A number of parameters are required to be set for the different pre-processing stages. The functions include safe default values, but parameter settings throughout pre-processing stages interact in complex ways. Using simulation, we customised some of the key parameter so as to obtain optimal combinations in terms of sensibility and false discovery rate in peak profiles. They have been slightly modified to accommodate the characteristics of the reduced example data set used here. It is convenient to write an initial section in the pre-processing pipeline script to set the values for the parameters which will be used later on. This facilitates testing results from different settings.
Signal denoising or smoothing is conducted in MALDIrppa
by undecimated discrete wavelet transform (UDWT) (Coombes et al. 2005) using the
wavSmooting
function. Wavelets adapt well to changes in
peak shape and the UDWT produces the same results if the start of the
signal is shifted by a few time points (shift-invariance). This prevents
from undesirable artifacts into the signal near either end of the
spectrum due to large changes in wavelet coefficients as a consequence
of small shifts in location. In this case, smoothing is applied on
square root-transformed (sqrt
function in R) signals using
transfIntensity
for variance stabilisation. Note that in
fact this function allows to apply any sensible user-defined
transformation on the signal intensities (see MALDIrppa
documentation for an example). For baseline correction, the
statistics-sensitive non-linear iterative peak-clipping (SNIP) algorithm
as implemented in MALDIquant
generates positive intensities
and provides better results with high matrix effects (pronounced mode).

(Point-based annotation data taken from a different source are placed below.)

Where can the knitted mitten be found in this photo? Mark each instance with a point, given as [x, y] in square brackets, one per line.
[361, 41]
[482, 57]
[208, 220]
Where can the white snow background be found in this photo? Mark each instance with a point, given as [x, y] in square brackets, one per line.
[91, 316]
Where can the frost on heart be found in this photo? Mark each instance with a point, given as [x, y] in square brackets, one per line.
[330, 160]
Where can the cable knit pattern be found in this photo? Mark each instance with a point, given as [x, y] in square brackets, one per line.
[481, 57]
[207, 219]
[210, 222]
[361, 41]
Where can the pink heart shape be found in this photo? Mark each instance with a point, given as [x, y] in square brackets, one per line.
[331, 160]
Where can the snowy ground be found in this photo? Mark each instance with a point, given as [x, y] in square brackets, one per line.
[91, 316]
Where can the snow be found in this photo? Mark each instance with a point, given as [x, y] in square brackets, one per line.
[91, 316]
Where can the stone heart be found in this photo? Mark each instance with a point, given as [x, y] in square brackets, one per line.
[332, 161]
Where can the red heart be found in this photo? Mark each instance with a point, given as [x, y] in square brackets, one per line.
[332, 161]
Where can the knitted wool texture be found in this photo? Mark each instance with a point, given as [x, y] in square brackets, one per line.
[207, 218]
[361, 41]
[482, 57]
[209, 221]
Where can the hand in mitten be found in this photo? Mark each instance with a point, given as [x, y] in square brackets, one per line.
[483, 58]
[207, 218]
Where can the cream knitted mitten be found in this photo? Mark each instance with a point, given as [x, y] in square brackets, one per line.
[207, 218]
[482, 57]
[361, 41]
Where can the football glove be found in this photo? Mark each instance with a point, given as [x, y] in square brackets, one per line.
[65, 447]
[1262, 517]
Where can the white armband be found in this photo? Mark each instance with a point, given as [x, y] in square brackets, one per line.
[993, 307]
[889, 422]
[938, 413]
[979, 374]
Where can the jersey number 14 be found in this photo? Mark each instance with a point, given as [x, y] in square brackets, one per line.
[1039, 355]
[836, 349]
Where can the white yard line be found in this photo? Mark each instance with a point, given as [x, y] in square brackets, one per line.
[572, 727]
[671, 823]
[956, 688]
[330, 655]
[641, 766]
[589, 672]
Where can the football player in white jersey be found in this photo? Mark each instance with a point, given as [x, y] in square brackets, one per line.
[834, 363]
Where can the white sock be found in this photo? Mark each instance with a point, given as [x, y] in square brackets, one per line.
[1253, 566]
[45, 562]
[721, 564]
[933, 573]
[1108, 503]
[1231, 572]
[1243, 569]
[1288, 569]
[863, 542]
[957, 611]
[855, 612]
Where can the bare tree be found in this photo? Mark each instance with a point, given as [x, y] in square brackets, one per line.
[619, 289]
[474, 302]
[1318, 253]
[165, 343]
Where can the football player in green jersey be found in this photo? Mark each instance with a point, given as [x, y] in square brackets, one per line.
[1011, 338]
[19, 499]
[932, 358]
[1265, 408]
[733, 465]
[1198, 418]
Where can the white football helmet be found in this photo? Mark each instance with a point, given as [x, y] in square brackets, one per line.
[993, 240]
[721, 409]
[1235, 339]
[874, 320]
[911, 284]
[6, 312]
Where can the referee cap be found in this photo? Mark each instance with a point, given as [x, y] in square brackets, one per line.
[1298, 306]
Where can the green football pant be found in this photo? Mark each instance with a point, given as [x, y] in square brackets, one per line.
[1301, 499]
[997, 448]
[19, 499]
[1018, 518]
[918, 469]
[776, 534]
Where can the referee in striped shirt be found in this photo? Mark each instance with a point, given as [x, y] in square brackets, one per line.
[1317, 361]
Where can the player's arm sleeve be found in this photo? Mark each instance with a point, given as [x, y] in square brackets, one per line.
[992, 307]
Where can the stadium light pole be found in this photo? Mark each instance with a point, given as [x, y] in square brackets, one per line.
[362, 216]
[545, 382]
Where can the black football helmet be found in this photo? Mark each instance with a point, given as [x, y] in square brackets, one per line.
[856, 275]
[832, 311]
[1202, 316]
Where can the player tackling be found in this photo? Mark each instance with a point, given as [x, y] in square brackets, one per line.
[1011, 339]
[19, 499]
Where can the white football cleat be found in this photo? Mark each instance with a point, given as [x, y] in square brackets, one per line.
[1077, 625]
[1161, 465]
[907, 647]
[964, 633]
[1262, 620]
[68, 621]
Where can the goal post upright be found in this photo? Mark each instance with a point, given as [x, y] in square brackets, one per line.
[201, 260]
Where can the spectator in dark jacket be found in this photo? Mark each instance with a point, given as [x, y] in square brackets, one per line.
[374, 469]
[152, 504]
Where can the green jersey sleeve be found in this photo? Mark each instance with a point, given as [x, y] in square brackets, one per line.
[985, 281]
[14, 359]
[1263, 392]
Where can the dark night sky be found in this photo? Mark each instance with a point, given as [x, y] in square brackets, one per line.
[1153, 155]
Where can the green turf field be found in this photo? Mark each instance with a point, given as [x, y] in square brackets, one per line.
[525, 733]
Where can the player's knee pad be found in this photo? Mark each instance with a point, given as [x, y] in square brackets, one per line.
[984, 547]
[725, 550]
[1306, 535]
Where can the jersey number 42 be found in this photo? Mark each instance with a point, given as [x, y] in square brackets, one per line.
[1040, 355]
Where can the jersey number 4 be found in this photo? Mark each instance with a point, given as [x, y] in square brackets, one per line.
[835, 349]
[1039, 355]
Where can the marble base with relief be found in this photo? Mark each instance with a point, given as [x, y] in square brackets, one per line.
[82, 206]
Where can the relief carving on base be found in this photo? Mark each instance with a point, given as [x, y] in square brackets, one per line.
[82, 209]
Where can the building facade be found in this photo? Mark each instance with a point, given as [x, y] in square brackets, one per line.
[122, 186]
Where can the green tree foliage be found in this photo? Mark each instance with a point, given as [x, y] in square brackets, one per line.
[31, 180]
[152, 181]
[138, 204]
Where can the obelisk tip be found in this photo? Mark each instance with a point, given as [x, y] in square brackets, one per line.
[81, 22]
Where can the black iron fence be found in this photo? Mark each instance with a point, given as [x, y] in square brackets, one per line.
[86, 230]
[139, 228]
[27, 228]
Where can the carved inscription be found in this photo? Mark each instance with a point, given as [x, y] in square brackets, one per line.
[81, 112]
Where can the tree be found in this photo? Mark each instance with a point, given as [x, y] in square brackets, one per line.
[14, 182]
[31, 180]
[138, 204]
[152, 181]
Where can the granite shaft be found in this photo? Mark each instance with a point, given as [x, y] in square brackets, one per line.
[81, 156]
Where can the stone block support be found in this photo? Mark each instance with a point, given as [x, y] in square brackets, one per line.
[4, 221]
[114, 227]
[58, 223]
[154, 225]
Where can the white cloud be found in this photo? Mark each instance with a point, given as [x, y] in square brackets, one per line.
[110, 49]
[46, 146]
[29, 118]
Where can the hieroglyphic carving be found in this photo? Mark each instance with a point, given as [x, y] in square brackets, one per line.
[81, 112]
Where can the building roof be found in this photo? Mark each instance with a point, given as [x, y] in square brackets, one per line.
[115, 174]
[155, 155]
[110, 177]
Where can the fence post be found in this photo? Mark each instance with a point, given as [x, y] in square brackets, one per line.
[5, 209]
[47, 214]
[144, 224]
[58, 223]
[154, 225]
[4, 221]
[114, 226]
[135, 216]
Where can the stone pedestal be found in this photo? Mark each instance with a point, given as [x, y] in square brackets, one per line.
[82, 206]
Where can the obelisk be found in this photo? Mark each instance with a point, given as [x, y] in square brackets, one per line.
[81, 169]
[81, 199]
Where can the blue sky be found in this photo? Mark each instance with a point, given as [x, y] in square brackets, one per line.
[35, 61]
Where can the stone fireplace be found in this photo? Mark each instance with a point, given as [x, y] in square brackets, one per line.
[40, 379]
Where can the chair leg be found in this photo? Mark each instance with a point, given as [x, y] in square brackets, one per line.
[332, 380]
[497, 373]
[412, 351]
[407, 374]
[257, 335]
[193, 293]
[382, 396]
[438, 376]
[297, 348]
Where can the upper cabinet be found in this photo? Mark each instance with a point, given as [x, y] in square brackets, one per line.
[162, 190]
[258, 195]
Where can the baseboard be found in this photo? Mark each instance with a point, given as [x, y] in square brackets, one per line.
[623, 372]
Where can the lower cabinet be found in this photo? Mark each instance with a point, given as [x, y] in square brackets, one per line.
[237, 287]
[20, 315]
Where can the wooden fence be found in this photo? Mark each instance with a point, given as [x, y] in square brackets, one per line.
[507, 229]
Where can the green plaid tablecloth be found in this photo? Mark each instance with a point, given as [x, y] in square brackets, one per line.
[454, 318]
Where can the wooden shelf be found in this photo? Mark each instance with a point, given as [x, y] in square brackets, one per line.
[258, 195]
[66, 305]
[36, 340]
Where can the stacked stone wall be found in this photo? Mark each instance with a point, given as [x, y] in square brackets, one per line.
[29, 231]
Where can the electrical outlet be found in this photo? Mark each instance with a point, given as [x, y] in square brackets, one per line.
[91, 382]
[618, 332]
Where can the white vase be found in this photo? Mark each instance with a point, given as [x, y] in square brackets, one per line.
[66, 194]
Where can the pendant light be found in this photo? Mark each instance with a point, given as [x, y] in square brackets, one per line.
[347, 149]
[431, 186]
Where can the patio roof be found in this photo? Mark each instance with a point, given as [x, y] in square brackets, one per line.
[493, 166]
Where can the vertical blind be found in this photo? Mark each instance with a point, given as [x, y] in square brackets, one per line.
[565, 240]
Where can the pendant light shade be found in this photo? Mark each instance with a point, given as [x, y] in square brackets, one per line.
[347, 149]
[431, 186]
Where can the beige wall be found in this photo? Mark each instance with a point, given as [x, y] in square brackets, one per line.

Regarding signal normalisation, MALDIquant
offers a number
of sensible methods through the calibrateIntensity
function. In particular, probabilistic quotient normalisation (PQN)
provides a robust method for scaling spectra, commonly originated from
different dilutions, into a common overall concentration (Dieterie et al. 2006).
spectra <- transfIntensity(spectra, fun = sqrt)
spectra <- wavSmoothing(spectra, method = "Wavelet", thresh.scale = thScale)
spectra <- removeBaseline(spectra, method = "SNIP", iterations = ite)
spectra <- calibrateIntensity(spectra, method = "PQN")
Note that in this illustrative pipeline we go on overwriting the
MassSpectrum
object containing the list of signals as we
apply the different operations to produce a clean and corrected
collection of signals. Given the usual large size of the data set, this
is convenient to save computer memory and speed up the process. However
we do not then keep individual backup copies of the spectra at each
pre-processing stage. If this is required, simply using the ordinary
save(objectname, filename)
line in R after each stage will
do. In any case, it is recommended to delete previous versions of the
data from R’s workspace as soon as they are saved in order to prevent
from memory usage problems.
Using detectPeaks
in MALDIquant
peak
profiles are produced by searching for and extracting local maximum
intensities along the corrected MS signals. A noise function is
estimated (see estimateNoise
) and signal-to-noise ratio
(SNR) and mass window size values are set in order to determine peaks
corresponding to genuine peptide-induced signals. In particular, peaks
are extracted if their intensity is greater than SNR times the estimated
noise within a mass \(\pm\) half window
size interval. Extracted peak lists still require alignment and binning
across profiles. This is necessary to correct for slight mass drifts and
arrange all peak profiles onto a common range of masses. A number of
landmark peaks that are matched a minimum number of times across
profiles serve as reference points for alignment, following procedures
implemented in MALDIquant
(the minFreq
argument sets this as a proportion, 80% frequency in our example).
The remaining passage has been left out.